Stiamo vivendo e assistendo in prima fila – a qualcuno di noi
capita di caderci dentro di brutto - a una congiuntura che taglia di netto questa forma di economia, la quale cresce(va) parassitariamente sul manufatto già
creato e archiviato, bilanciandosi su quelle alterazioni furbe che alimenta(va)no in ogni persona l’illusione di poter attingere alla bellezza artistica e naturale di ogni luogo e cultura senz’altre
mediazioni che l’organizzazione dei mezzi e la disponibilità del proprio portafogli. Stiamo constatando
in questo momento già difficile che la forma più capillare di turismo, organizzato su scala mondiale e locale con una
densità non corrispondente ad alcuna necessità reale, non è affatto la via
maestra capace di drenare capitali a favore della conservazione dei beni
storico-artistici e naturali nei luoghi in cui si sono manifestati, bensì il
modo più lineare rapido e lucroso di corrispondere agli appetiti voyeristici e consumistici dell’incolto spettatore con il correlativo imprenditore dell’ospitalità,
l’uno e l’altro sbrigativi, mancanti di vera sensibilità conservativa.

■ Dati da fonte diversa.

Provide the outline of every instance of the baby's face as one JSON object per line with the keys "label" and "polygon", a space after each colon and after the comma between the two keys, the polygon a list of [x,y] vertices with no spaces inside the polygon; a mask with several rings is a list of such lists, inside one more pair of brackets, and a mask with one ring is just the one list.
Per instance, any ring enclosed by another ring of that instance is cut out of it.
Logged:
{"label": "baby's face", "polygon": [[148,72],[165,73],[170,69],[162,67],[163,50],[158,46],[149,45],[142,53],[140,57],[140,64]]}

Volendo davvero
espandere la capacità fruitiva delle persone, unitamente ad approfondimenti di
natura storico-culturale ed educativa, ci si potrà giovare, invece, e con
grandissima efficacia, della rete telematica a costi minimi, per il tempo in
cui sarà superata l’attuale crisi sanitaria. Ne trarrà beneficio l’aria di
tutti.
Allo stesso modo dovremmo considerare cosa saggia tenere efficiente
e disponibile la sanità pubblica, dotarla di strumenti d’avanguardia e di
personale altamente impegnato (CNR ) ad affrontare eventi ignoti che la
circolazione globale, di uomini merci idee tecnologie e virus, ci proporranno. Strategie simili dovranno essere progettate e
attuate in campo scolastico a cominciare dalle istituzioni pubbliche dedicate
alla maternità e alla prima infanzia, alle scuole secondarie e università, alla
condizione carceraria, oggi sottoposta a ulteriori limitazioni nei contatti
sociali primari. L’attuale ricorso frenetico
a tamponare i buchi macroscopici del SSN
non dovrà riproporsi in nessun campo che
concerna la vita sociale. Questo dovremmo imparare tutti e disimparare la
sciocca idea che il guadagno, maledetto e subito, valga sempre la candela.